ただ、周囲の様子はあまりわからなくとも、記憶の方はしっかりしてるようで――って、うわぁぁっっ!
や・ら・か・し・た!
帰還する前に気絶するってなによっ!? 帰り道だって、絶対に安全ってことはないんだよ。
ゲートでもどって、報告書を書くまでが任務です。
なのに、そのゲートをくぐるどころか、まだ現地だというのに気絶するとか……これ、絶対始末書ものだ。
しばらく始末書なんて書いてないけど、書式覚えてるかしら……?
そんなことを考えながら、寝たふり――ではないが、疲労がひどすぎて身動きできない――していると、だんだん周囲の音も認識できるようになってくる。

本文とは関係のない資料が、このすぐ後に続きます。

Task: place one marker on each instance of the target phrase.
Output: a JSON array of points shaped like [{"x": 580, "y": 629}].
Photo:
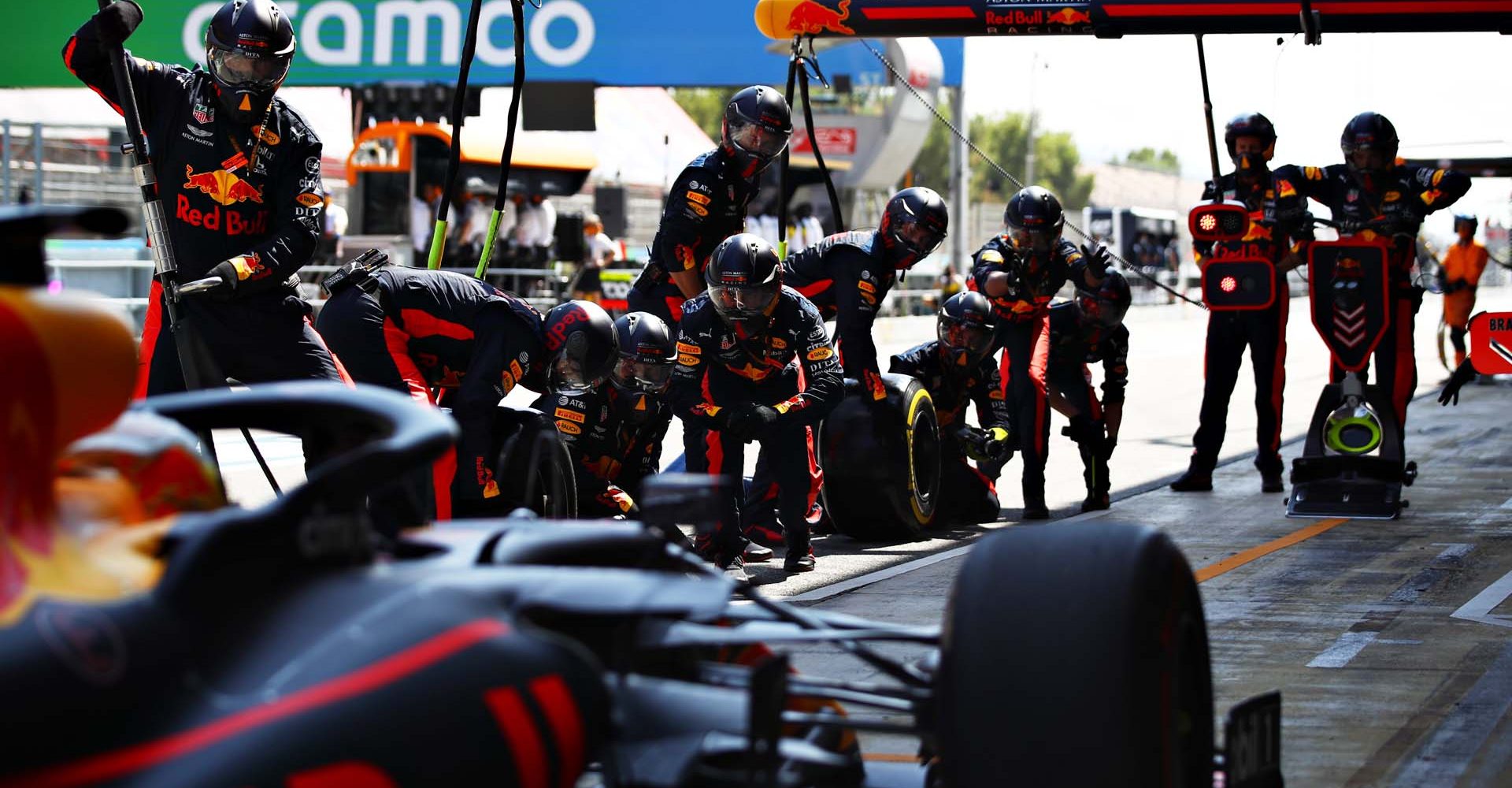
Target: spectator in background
[
  {"x": 950, "y": 283},
  {"x": 806, "y": 229},
  {"x": 422, "y": 221},
  {"x": 762, "y": 223},
  {"x": 536, "y": 229},
  {"x": 599, "y": 251},
  {"x": 333, "y": 225},
  {"x": 472, "y": 221}
]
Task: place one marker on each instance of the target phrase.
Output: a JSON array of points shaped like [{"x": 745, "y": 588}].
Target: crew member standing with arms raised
[
  {"x": 1375, "y": 199},
  {"x": 241, "y": 185},
  {"x": 708, "y": 202},
  {"x": 1275, "y": 233}
]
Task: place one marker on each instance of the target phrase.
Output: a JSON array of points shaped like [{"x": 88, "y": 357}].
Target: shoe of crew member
[
  {"x": 1096, "y": 501},
  {"x": 1196, "y": 480},
  {"x": 799, "y": 563}
]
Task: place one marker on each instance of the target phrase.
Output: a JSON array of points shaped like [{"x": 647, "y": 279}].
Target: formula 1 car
[{"x": 286, "y": 646}]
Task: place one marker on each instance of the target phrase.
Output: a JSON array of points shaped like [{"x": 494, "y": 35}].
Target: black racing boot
[
  {"x": 1196, "y": 480},
  {"x": 1096, "y": 501},
  {"x": 756, "y": 554}
]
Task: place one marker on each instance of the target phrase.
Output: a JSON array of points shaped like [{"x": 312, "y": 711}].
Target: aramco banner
[{"x": 359, "y": 41}]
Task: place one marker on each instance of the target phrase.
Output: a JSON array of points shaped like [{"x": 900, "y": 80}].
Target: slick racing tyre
[
  {"x": 882, "y": 462},
  {"x": 536, "y": 469},
  {"x": 1076, "y": 656}
]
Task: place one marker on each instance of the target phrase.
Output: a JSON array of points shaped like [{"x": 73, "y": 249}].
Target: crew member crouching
[
  {"x": 614, "y": 431},
  {"x": 1091, "y": 329},
  {"x": 956, "y": 370},
  {"x": 754, "y": 363},
  {"x": 451, "y": 339}
]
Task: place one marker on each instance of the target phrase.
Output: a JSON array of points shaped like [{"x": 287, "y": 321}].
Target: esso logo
[{"x": 558, "y": 332}]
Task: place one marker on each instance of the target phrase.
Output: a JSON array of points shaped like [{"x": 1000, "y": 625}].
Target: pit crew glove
[
  {"x": 1464, "y": 374},
  {"x": 1098, "y": 259},
  {"x": 230, "y": 279},
  {"x": 117, "y": 21},
  {"x": 999, "y": 445}
]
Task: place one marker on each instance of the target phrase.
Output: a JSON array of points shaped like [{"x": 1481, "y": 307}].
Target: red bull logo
[
  {"x": 1069, "y": 16},
  {"x": 223, "y": 187},
  {"x": 813, "y": 18}
]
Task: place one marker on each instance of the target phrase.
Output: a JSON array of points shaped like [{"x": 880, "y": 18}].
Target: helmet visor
[
  {"x": 1366, "y": 158},
  {"x": 756, "y": 139},
  {"x": 974, "y": 339},
  {"x": 569, "y": 374},
  {"x": 1036, "y": 241},
  {"x": 739, "y": 301},
  {"x": 636, "y": 375},
  {"x": 1098, "y": 310},
  {"x": 917, "y": 238},
  {"x": 241, "y": 70}
]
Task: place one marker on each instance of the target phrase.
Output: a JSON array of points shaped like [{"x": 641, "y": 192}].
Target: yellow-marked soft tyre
[
  {"x": 882, "y": 462},
  {"x": 536, "y": 469},
  {"x": 1076, "y": 656}
]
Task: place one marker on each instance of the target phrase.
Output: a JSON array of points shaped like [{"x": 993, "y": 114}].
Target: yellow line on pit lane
[{"x": 1260, "y": 551}]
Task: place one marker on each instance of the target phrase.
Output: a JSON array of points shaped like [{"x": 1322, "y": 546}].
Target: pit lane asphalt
[{"x": 1155, "y": 442}]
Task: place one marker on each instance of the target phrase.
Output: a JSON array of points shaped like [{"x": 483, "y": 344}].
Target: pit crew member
[
  {"x": 1020, "y": 273},
  {"x": 440, "y": 335},
  {"x": 1375, "y": 199},
  {"x": 754, "y": 363},
  {"x": 958, "y": 368},
  {"x": 614, "y": 431},
  {"x": 708, "y": 202},
  {"x": 239, "y": 179},
  {"x": 1084, "y": 330},
  {"x": 1275, "y": 235}
]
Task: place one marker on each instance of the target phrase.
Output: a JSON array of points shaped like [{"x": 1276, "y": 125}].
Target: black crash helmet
[{"x": 581, "y": 345}]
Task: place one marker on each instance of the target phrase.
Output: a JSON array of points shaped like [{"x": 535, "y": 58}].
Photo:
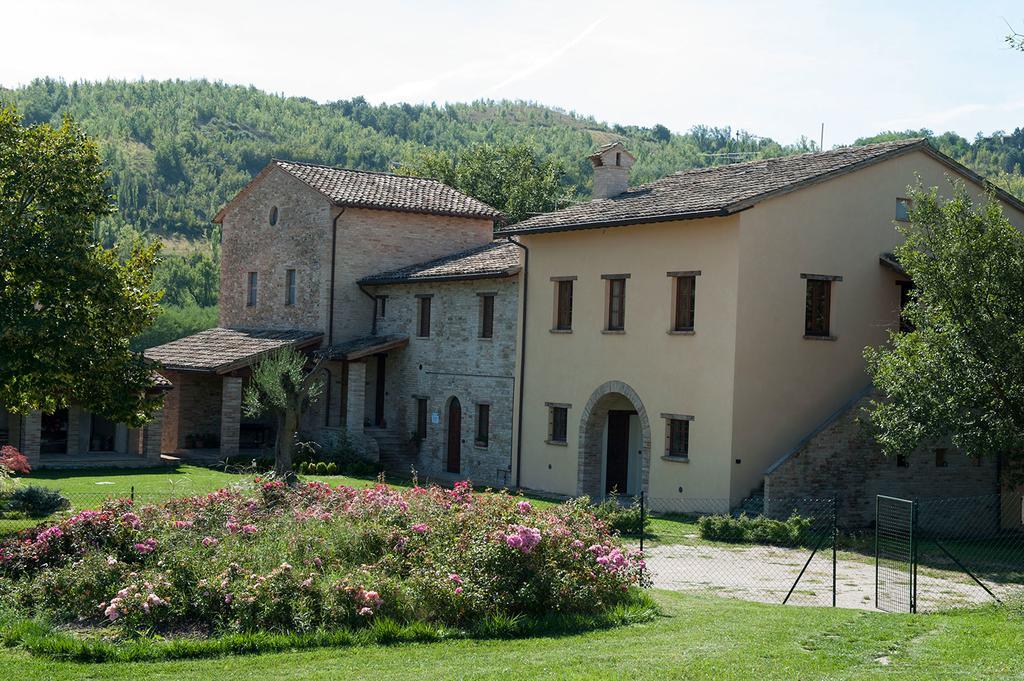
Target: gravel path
[{"x": 766, "y": 573}]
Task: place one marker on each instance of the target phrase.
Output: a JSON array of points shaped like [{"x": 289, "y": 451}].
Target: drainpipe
[
  {"x": 522, "y": 359},
  {"x": 334, "y": 257}
]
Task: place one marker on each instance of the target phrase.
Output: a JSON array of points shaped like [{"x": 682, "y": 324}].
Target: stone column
[
  {"x": 153, "y": 437},
  {"x": 75, "y": 418},
  {"x": 230, "y": 415},
  {"x": 32, "y": 427},
  {"x": 355, "y": 393}
]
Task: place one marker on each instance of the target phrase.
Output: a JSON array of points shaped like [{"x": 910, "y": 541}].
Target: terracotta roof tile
[
  {"x": 493, "y": 260},
  {"x": 709, "y": 192},
  {"x": 217, "y": 349},
  {"x": 386, "y": 190}
]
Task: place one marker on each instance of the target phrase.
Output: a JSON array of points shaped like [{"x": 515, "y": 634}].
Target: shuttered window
[
  {"x": 563, "y": 297},
  {"x": 482, "y": 425},
  {"x": 816, "y": 317},
  {"x": 423, "y": 329},
  {"x": 685, "y": 298},
  {"x": 616, "y": 304},
  {"x": 486, "y": 315}
]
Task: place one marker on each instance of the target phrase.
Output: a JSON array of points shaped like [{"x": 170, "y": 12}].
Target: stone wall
[
  {"x": 299, "y": 241},
  {"x": 842, "y": 460},
  {"x": 454, "y": 362}
]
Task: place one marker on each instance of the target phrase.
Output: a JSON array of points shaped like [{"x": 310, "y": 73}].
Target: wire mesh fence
[{"x": 779, "y": 551}]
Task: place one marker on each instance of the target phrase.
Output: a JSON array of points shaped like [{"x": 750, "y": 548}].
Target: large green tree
[
  {"x": 68, "y": 306},
  {"x": 509, "y": 177},
  {"x": 960, "y": 373},
  {"x": 283, "y": 384}
]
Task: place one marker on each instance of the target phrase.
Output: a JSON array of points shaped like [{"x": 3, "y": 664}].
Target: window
[
  {"x": 290, "y": 287},
  {"x": 253, "y": 284},
  {"x": 482, "y": 425},
  {"x": 421, "y": 418},
  {"x": 558, "y": 420},
  {"x": 486, "y": 315},
  {"x": 684, "y": 293},
  {"x": 423, "y": 330},
  {"x": 616, "y": 302},
  {"x": 679, "y": 437},
  {"x": 563, "y": 304},
  {"x": 903, "y": 207},
  {"x": 904, "y": 299},
  {"x": 818, "y": 306}
]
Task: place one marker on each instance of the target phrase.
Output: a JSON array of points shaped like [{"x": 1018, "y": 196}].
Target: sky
[{"x": 773, "y": 69}]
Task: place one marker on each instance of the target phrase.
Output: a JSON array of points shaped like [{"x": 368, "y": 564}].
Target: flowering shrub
[{"x": 280, "y": 558}]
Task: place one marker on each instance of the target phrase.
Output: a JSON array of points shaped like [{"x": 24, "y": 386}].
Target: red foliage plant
[{"x": 13, "y": 460}]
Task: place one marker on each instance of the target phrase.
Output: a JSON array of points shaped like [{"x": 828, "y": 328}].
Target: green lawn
[{"x": 698, "y": 638}]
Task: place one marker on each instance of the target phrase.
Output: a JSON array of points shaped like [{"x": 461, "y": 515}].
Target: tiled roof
[
  {"x": 494, "y": 260},
  {"x": 357, "y": 348},
  {"x": 218, "y": 349},
  {"x": 717, "y": 190},
  {"x": 401, "y": 193}
]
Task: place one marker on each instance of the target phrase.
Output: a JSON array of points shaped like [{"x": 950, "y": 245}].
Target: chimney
[{"x": 611, "y": 170}]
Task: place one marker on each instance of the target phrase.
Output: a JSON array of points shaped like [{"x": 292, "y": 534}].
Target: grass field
[{"x": 696, "y": 638}]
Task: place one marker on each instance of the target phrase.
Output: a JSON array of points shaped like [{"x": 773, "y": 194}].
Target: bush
[
  {"x": 37, "y": 502},
  {"x": 628, "y": 520},
  {"x": 795, "y": 530}
]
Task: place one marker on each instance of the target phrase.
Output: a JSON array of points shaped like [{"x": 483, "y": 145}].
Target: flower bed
[{"x": 273, "y": 558}]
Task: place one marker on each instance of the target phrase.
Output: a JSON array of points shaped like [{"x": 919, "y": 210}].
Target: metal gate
[{"x": 895, "y": 554}]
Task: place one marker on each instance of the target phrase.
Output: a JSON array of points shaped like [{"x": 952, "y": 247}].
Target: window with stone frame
[
  {"x": 482, "y": 424},
  {"x": 677, "y": 435},
  {"x": 290, "y": 287},
  {"x": 817, "y": 307},
  {"x": 558, "y": 421},
  {"x": 423, "y": 316},
  {"x": 251, "y": 292},
  {"x": 421, "y": 418},
  {"x": 615, "y": 313},
  {"x": 684, "y": 298},
  {"x": 486, "y": 315},
  {"x": 563, "y": 303}
]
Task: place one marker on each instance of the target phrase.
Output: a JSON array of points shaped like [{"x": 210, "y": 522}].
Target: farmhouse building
[{"x": 700, "y": 338}]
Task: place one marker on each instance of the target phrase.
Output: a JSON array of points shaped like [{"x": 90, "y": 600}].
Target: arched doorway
[
  {"x": 455, "y": 436},
  {"x": 614, "y": 442}
]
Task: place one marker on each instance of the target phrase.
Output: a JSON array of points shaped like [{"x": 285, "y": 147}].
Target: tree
[
  {"x": 960, "y": 373},
  {"x": 68, "y": 306},
  {"x": 508, "y": 177},
  {"x": 283, "y": 384}
]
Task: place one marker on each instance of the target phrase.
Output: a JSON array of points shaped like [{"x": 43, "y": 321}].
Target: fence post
[
  {"x": 835, "y": 542},
  {"x": 643, "y": 518}
]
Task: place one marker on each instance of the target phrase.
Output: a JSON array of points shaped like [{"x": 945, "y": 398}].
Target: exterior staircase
[{"x": 397, "y": 453}]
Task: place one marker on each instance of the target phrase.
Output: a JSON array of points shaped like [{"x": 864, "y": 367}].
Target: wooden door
[
  {"x": 455, "y": 436},
  {"x": 616, "y": 466},
  {"x": 379, "y": 392}
]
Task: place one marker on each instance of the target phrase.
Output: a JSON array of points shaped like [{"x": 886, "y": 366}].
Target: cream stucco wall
[
  {"x": 785, "y": 385},
  {"x": 752, "y": 381},
  {"x": 674, "y": 374}
]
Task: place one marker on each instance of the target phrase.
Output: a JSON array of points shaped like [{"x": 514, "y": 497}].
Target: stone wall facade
[
  {"x": 843, "y": 461},
  {"x": 453, "y": 363}
]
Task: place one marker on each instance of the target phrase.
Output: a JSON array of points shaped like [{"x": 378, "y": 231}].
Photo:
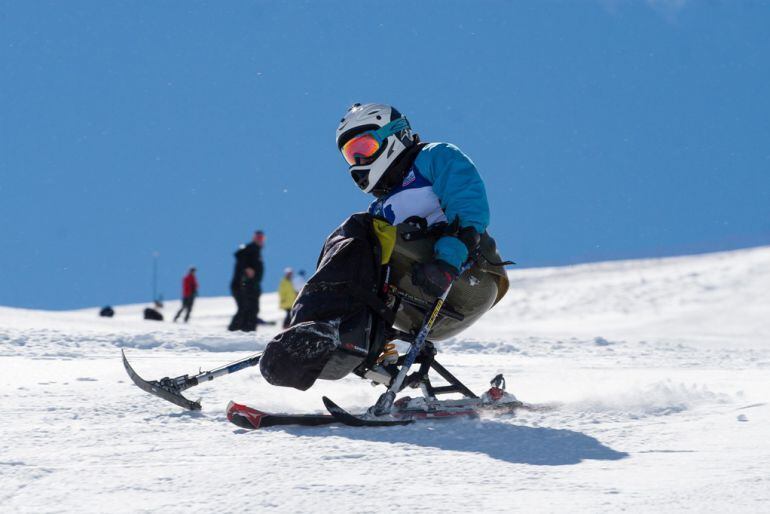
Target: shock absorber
[{"x": 389, "y": 354}]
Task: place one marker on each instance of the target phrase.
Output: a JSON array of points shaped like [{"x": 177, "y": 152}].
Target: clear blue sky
[{"x": 603, "y": 129}]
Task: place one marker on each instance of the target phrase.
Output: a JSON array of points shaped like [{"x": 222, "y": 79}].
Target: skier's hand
[{"x": 434, "y": 277}]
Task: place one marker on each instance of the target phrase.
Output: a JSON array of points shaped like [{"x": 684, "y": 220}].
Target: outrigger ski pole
[
  {"x": 170, "y": 389},
  {"x": 384, "y": 403}
]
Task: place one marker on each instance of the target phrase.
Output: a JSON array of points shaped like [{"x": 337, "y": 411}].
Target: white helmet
[{"x": 388, "y": 135}]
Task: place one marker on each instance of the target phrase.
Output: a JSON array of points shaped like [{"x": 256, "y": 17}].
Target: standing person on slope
[
  {"x": 189, "y": 292},
  {"x": 433, "y": 181},
  {"x": 246, "y": 284},
  {"x": 286, "y": 295}
]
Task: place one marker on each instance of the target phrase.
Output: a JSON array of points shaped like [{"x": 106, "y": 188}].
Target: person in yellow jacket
[{"x": 287, "y": 294}]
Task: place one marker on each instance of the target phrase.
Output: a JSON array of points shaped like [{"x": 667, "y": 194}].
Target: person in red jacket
[{"x": 189, "y": 292}]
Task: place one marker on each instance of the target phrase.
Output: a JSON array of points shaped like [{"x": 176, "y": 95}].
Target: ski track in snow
[{"x": 657, "y": 371}]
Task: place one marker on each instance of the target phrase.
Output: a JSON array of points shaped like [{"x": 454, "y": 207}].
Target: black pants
[
  {"x": 186, "y": 306},
  {"x": 247, "y": 299}
]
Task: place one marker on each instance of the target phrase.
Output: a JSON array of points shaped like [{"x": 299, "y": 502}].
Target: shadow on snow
[{"x": 502, "y": 441}]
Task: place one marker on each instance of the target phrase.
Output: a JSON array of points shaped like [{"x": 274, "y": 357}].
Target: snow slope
[{"x": 660, "y": 368}]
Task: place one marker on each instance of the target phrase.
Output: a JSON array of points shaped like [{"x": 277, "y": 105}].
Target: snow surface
[{"x": 659, "y": 368}]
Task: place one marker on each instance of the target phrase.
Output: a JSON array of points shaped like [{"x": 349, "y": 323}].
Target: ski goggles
[{"x": 367, "y": 144}]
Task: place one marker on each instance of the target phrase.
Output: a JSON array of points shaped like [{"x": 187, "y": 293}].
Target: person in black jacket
[{"x": 245, "y": 284}]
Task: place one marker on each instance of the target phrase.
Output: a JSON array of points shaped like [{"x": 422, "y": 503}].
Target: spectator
[
  {"x": 299, "y": 281},
  {"x": 286, "y": 295},
  {"x": 189, "y": 292},
  {"x": 154, "y": 313},
  {"x": 245, "y": 284}
]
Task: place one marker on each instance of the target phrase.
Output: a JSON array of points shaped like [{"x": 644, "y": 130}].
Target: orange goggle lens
[{"x": 360, "y": 147}]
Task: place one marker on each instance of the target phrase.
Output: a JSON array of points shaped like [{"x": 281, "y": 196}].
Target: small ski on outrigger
[
  {"x": 170, "y": 389},
  {"x": 405, "y": 411}
]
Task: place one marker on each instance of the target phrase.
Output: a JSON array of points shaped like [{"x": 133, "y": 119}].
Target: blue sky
[{"x": 603, "y": 130}]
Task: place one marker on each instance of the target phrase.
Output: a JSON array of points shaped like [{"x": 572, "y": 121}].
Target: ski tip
[
  {"x": 330, "y": 405},
  {"x": 243, "y": 416}
]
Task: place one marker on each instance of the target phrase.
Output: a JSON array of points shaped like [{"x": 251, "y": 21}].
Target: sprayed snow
[{"x": 658, "y": 370}]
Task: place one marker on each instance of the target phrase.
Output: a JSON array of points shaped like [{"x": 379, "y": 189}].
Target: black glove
[{"x": 434, "y": 277}]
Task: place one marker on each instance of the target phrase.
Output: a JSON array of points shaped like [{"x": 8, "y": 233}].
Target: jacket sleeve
[{"x": 462, "y": 195}]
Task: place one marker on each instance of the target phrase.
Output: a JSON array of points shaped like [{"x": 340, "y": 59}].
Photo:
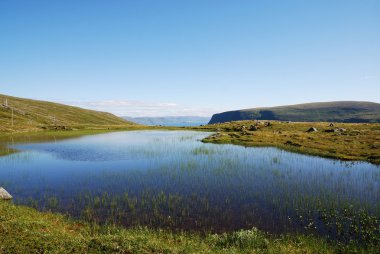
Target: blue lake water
[{"x": 169, "y": 179}]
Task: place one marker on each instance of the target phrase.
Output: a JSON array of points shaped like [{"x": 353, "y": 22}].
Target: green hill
[
  {"x": 340, "y": 111},
  {"x": 33, "y": 115}
]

「……のブーストだが、前に掛けられた時より、格段に体が軽くなったのは何故だ?」
「ああ、そりゃ、術のレベルが違うんスよ」
「治癒術以外にもレベルがあるんだ?」
「そりゃ、有るっスよ。ただ、普通の治癒師は通り一遍の事しか学ばないんで、使えても最低レベルってだけです」
この声は隊長とサーフェスさん、それにメレンさんかな。
「ってこたぁ、この姉ちゃん、そこそこ使えるってことだな」
「そこそこ? ……いや、それ以上」
パランさんとザハブさんもいたわ。全員揃い踏みで何してるんだろう?
というか、なんかこの会話、私の事のような……?
「今日、この子――シエルは『浮遊』の魔法を使いましたよね。あれ、攻撃力がないせいで区別が曖昧だけど、どっちかというと魔術師の領分なんスよ――あ、俺は覚えてないっスよ。そんなもんに魔力使うなら、火球をもう一個ぶち込みたいんで」
「はぁ? この姉ちゃんは治癒師だぜ? なのに、なんでそんなもん、覚えてんだよ」
「そんなの俺が知るわけないっしょ――普通に考えて、養成所で覚えたんじゃないっスかね? あそこ、やる気のある生徒には結構、融通利かせてくれるらしいっスから」
サーフェスさん、よく知ってるな。確かにその通りで、少しでも役に立ちたくて、というか、立てたくて。いろんな先生に頼み込んで、習得が可能なのは片っ端から覚えていった。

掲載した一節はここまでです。